Which is the most desirable temperament? It would be hard to say. The power of feeling is necessary for all that is noble in man, and yet it involves the greatest risks. They who catch at happiness on the bright surface of things, secure a portion, such as it is, with more certainty; those who dive for it in the waters of deeper feeling, if they succeed, will bring up pearls and diamonds, but if they sink they are lost forever!

But now comes Saturday, and school is just out. Can any one of my readers remember the rapturous prospect of a long, bright Saturday afternoon? "Where are you going?" "Will you come and see me?" "We are going a fishing!" "Let us go a strawberrying!" may be heard rising from the happy group. But no one comes near the ill-humored James, and the little party going to visit his sister "wish James was out of the way." He sees every motion, hears every whisper, knows, suspects, feels it all, and turns to go home more sullen and ill tempered than common. The world looks dark—nobody loves him—and he is told that it is "all his own fault," and that makes the matter still worse.

When the little party arrive, he is suspicious and irritable, and, of course, soon excommunicated. Then, as he stands in disconsolate anger, looking over the garden fence at the gay group making dandelion chains, and playing baby house under the trees, he wonders why he is not like other children. He wishes he were different, and yet he does not know what to do. He looks around, and every thing is blooming and bright. His little bed of flowers is even brighter and sweeter than ever before, and a new rose is just opening on his rosebush.

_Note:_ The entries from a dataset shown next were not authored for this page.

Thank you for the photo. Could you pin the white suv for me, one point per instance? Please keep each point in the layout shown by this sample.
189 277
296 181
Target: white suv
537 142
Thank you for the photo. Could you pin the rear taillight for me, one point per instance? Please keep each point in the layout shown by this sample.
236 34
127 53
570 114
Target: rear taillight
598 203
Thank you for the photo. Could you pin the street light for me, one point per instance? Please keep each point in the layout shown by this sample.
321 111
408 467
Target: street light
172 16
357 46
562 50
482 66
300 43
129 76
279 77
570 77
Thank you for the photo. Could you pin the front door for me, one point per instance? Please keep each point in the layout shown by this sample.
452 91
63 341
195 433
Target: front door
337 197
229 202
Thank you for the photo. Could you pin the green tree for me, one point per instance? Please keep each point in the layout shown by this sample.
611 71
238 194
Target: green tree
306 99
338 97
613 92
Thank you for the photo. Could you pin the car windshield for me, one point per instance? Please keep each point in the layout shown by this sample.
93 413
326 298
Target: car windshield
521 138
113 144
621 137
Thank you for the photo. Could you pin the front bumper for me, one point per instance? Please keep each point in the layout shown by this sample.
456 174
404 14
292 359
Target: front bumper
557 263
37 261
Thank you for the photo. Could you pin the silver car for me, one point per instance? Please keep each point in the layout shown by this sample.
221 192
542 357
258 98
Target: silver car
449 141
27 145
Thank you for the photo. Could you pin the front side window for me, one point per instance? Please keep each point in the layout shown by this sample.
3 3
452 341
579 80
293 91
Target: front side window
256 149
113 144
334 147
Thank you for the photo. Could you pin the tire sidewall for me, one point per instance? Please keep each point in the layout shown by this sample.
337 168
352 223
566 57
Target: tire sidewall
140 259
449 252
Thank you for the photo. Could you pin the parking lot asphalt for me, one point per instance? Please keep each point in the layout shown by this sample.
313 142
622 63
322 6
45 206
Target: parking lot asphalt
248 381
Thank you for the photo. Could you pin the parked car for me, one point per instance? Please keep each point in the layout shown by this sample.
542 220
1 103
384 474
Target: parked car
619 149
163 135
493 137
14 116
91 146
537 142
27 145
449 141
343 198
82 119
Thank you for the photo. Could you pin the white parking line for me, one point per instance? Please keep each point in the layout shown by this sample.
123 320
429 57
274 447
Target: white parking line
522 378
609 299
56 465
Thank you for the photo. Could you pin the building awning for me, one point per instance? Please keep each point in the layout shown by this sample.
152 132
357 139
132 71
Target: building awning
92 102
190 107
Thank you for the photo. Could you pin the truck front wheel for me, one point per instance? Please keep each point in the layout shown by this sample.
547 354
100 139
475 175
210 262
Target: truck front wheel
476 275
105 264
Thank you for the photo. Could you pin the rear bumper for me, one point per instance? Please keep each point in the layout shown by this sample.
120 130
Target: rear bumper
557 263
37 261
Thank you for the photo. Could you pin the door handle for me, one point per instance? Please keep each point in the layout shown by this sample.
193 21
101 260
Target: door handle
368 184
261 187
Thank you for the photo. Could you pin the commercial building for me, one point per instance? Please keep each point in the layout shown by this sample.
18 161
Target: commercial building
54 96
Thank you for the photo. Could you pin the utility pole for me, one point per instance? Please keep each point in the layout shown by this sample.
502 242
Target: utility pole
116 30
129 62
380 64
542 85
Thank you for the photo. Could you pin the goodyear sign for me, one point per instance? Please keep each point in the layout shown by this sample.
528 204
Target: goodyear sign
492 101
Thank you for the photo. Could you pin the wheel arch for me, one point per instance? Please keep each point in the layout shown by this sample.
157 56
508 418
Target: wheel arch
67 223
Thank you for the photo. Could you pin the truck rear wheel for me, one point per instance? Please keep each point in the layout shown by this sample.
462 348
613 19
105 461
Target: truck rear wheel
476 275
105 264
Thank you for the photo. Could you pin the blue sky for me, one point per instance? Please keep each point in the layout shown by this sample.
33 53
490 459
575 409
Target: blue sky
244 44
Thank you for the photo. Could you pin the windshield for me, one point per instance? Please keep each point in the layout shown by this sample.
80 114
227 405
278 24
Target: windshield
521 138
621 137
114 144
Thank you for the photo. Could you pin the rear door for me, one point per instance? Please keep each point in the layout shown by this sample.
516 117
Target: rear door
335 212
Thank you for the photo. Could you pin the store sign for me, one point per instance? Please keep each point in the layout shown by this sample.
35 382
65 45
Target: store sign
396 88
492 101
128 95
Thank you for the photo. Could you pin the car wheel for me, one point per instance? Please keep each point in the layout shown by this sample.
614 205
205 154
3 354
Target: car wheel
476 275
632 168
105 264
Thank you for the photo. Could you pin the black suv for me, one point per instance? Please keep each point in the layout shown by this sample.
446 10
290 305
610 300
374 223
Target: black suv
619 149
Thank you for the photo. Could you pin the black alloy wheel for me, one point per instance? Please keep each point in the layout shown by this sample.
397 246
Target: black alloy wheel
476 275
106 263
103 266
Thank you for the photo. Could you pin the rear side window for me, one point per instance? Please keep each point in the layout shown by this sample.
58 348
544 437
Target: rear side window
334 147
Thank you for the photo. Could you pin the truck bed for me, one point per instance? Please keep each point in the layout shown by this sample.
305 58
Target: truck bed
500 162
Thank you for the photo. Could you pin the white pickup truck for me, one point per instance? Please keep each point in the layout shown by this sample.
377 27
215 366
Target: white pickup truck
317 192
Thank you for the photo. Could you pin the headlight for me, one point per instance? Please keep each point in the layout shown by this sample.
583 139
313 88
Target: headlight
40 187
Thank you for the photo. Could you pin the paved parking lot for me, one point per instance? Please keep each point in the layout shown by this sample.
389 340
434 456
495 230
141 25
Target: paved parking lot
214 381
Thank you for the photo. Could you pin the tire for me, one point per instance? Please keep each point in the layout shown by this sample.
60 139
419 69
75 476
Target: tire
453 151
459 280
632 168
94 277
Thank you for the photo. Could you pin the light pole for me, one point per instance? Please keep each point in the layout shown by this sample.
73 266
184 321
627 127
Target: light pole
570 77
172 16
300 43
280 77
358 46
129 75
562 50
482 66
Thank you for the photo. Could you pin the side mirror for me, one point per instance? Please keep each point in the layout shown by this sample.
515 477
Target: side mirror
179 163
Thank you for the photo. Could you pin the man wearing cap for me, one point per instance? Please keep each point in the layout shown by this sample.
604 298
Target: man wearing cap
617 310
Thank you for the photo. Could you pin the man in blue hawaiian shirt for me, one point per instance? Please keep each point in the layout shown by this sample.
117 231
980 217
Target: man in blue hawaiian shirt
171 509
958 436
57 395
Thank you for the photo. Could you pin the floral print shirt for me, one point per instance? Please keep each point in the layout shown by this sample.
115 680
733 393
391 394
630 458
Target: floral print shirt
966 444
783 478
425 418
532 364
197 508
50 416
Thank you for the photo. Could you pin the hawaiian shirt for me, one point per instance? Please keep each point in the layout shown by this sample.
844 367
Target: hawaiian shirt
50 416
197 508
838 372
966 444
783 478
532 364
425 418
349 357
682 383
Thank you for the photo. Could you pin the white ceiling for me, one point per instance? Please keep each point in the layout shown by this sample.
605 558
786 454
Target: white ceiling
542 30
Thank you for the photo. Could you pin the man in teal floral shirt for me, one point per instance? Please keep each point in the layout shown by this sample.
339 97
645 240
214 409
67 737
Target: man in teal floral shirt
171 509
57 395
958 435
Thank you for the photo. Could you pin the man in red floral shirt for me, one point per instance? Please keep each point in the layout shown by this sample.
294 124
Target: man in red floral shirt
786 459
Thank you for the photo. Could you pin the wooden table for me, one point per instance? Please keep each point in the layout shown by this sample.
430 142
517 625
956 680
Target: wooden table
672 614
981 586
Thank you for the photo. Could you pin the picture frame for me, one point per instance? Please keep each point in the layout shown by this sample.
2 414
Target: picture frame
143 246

There goes pussy, too, racing and scampering, with little Ellen after her, in among the alleys and flowers; and the birds are singing in the trees; and the soft winds brush the blossoms of the sweet pea against his cheek; and yet, though all nature looks on him so kindly, he is wretched.

Let us now change the scene. Why is that crowded assembly so attentive—so silent? Who is speaking? It is our old friend, the little disconsolate schoolboy. But his eyes are flashing with intellect, his face fervent with emotion, his voice breathes like music, and every mind is enchained.

Again, it is a splendid sunset, and yonder enthusiast meets it face to face, as a friend. He is silent—rapt—happy. He feels the poetry which God has written; he is touched by it, as God meant that the feeling spirit should be touched.

Again, he is watching by the bed of sickness, and it is blessed to have such a watcher! anticipating every want; relieving, not in a cold, uninterested way, but with the quick perceptions, the tenderness, the gentleness of an angel.

Follow him into the circle of friendship, and why is he so loved and trusted? Why can you so easily tell to him what you can say to no one else besides? Why is it that all around him feel that he can understand, appreciate, be touched by all that touches them?

And when heaven uncloses its doors of light, when all its knowledge, its purity, its bliss, rises on the eye and passes into the soul, who then will be looked on as the one who might be envied—he whocan, or he whocannot feel?